Revenir aux fondamentaux

"Malgré ces constats, nos CPAS continuent à faire face et à assurer leurs missions premières. Mais pour les aider à jouer pleinement leur rôle dans le système assistanciel, et donc à assurer à un maximum de citoyens fragilisés de mener une vie conforme à la dignité humaine et une possible mobilité sociale, les CPAS doivent impérativement être soutenus à la hauteur des enjeux", a affirmé le président de la Fédération wallonne.

Cette dernière a dressé une liste de propositions à l'adresse des autorités, sorte de mémorandum régional axé sur l'accès aux droits fondamentaux que sont le logement, l'accès à la nourriture et le travail.

En matière de logements, les CPAS appellent ainsi à lancer un droit de tirage pour la rénovation lourde les logements publics alors que près de 100.000 personnes sont toujours en attente d'un logement; à développer les possibilités de réservation d'habitations pour les CPAS; à revoir les règles d'attribution en laissant une place suffisante à l'ancienneté des candidatures; à instaurer un Fonds régional de garantie locative, au-delà de l'actuel prêt à taux zéro; à généraliser l'expérience Housing First à toute la Wallonie et à investir dans de nouveaux logements d'urgence.

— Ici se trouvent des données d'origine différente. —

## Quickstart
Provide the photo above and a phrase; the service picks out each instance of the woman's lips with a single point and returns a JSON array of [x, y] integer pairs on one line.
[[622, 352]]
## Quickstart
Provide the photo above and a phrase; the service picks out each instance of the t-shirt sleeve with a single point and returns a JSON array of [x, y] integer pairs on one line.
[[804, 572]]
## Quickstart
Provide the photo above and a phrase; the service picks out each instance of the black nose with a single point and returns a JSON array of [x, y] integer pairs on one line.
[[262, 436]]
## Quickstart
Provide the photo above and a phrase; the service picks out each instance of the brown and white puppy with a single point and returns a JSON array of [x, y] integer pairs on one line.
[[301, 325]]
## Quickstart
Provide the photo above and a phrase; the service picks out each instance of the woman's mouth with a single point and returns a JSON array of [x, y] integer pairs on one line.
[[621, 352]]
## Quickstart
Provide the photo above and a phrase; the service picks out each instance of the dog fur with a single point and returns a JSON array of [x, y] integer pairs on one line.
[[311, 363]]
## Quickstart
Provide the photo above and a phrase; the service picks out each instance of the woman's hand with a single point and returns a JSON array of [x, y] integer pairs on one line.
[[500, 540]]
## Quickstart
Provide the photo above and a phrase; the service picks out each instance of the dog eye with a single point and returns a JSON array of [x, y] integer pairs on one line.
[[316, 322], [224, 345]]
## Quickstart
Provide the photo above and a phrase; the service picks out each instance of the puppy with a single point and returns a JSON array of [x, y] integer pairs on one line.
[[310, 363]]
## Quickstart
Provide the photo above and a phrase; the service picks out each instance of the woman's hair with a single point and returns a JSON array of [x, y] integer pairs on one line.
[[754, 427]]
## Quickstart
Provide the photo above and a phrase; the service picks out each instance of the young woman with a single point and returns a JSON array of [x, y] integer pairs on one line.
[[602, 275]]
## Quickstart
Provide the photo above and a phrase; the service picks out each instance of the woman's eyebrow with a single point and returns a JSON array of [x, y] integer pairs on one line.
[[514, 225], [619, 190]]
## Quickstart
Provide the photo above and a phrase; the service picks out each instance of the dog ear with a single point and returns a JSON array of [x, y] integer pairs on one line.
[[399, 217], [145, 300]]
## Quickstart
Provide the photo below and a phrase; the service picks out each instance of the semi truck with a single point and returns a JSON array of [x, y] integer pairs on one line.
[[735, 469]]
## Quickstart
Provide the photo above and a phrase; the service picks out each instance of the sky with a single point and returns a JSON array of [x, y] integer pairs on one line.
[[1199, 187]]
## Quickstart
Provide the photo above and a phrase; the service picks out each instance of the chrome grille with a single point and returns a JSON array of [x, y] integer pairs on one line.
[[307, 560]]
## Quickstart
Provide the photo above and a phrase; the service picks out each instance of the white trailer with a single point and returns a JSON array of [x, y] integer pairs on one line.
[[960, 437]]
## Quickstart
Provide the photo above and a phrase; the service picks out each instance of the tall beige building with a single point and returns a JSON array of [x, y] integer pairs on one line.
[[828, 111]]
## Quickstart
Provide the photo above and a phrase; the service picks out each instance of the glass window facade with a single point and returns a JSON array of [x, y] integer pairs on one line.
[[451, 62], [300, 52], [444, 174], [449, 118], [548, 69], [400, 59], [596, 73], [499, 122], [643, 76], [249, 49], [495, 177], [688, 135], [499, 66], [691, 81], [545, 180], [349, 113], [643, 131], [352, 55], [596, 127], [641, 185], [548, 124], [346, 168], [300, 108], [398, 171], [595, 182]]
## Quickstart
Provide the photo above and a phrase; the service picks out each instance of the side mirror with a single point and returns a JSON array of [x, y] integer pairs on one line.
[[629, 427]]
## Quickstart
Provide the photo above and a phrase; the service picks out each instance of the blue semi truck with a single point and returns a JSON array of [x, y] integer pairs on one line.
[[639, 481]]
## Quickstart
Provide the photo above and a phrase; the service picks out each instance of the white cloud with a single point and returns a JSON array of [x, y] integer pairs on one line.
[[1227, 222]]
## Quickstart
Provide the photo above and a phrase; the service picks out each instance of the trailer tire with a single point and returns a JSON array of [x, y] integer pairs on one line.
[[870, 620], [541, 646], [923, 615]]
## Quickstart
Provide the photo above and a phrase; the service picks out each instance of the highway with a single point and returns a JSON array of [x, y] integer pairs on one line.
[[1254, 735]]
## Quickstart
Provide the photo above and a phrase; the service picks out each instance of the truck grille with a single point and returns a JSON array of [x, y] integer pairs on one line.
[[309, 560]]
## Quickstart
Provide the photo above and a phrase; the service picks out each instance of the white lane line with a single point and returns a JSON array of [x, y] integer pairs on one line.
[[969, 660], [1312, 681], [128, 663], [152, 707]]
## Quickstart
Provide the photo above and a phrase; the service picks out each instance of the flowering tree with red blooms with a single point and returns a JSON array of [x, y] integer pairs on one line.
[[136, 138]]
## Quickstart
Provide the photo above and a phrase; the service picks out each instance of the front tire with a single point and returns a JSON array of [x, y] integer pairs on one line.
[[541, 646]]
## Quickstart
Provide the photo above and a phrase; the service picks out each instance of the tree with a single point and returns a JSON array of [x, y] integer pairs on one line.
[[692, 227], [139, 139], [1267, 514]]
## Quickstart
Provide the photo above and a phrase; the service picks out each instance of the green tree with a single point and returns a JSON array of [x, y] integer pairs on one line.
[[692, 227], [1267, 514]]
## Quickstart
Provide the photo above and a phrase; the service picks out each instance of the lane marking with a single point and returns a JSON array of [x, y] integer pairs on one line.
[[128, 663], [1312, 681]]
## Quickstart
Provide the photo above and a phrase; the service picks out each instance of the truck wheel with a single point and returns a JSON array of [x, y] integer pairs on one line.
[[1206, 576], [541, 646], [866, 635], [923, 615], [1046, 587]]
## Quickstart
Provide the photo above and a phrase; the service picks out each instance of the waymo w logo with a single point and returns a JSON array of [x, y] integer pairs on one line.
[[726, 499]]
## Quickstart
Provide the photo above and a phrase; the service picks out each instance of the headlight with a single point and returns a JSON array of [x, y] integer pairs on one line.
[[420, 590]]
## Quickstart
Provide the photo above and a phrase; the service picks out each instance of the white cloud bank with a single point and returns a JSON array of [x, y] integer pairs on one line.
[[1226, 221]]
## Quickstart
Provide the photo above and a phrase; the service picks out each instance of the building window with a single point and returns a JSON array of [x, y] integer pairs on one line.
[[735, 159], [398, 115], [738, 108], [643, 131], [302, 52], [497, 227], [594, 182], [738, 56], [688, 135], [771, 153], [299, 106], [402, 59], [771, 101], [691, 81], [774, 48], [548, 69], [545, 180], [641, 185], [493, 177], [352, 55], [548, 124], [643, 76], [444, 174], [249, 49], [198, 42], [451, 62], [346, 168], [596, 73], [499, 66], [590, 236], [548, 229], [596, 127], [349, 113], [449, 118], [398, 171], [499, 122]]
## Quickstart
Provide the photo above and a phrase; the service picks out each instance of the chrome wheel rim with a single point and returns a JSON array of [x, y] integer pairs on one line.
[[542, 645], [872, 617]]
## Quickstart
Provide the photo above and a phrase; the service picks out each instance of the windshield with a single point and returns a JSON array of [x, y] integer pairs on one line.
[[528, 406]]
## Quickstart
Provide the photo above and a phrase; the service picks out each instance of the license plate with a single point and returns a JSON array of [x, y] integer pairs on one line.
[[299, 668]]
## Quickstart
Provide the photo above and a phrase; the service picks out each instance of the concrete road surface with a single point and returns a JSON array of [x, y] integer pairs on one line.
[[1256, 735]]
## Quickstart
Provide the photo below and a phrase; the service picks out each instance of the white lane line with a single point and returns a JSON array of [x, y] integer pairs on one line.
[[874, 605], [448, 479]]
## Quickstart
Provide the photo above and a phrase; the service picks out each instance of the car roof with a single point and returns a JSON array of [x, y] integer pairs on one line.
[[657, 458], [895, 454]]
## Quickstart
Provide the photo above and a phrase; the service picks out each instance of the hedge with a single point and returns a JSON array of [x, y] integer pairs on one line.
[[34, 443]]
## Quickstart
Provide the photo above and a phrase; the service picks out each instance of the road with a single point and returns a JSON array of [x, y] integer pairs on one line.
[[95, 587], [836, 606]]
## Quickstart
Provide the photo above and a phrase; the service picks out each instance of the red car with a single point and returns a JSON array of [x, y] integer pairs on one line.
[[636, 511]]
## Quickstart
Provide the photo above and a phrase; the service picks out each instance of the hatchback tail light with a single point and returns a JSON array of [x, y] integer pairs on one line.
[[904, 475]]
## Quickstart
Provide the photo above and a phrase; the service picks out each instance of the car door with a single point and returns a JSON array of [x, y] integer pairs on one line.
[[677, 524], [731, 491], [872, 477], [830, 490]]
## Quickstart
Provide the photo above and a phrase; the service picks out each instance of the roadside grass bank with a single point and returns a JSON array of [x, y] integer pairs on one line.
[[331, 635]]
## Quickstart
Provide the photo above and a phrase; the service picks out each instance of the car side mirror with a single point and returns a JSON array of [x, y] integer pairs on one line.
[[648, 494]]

Les CPAS demandent plus de moyens

Pour faire face aux besoins croissants liés à l'accès à la nourriture - en Belgique, quelque 600.000 personnes recourent à l'aide alimentaire chaque année - la Fédération demande davantage de moyens matériels, humains et financiers; une approche plus coordonnée entre acteurs, passant par une rationalisation des fonds publics, une simplification administrative et le principe de confiance envers les autorités locales; un financement du travail en réseau entre tous les acteurs de l'alimentation ou encore une aide logistique pour le dispatching.

Pièges à l’emploi et bas salaires

Reste enfin le travail. "L'insertion socioprofessionnelle fait partie des missions légales du CPAS. En 2022, en Wallonie, le SPP Intégration sociale a recensé 10.303 personnes mises à l'emploi en application de l'article 60, et 320 mises à l'emploi article 61. Les CPAS sont donc actifs et efficaces dans la mise à l'emploi des personnes fragilisées, mais sont confrontés à nombre de difficultés, dont de plus en plus à la question des pièges à l'emploi" rendant le travail moins attractif, a pointé Luc Vandormael.

 

Dans ce cadre, la Fédération des CPAS wallons plaide pour relever les allocations sociales en lien automatique avec la hausse du salaire minimum et pour relever les bas salaires; pour lier les aides à un revenu et non à un statut; pour soutenir les CPAS dans la formation de leurs bénéficiaires et pour gonfler de 15% l'enveloppe de financement article 60 -les aides actuelles ne permettant pas de financer l'intégralité du salaire des personnes engagées.

« La précarisation de la société va beaucoup plus vite que l'évolution de nos moyens »

Ces revendications, dont la plupart ne sont pas neuves, seront-elles cette fois entendues par les autorités régionales? "L'avons-nous été jusqu'ici? Oui et non. Des choses sont faites. Il y a eu le moulin à billets pendant la crise covid. Des appels à projets sont lancés mais ils ont des défauts, dont celui d'octroyer des moyens limités dans le temps. Nous préférerions vraiment des subventions structurelles", a encore estimé le président de la Fédération. "Nous sommes partiellement écoutés mais le problème, c'est que la précarisation de la société va beaucoup plus vite que l'évolution de nos moyens", a renchéri son vice-président, Philippe Noël.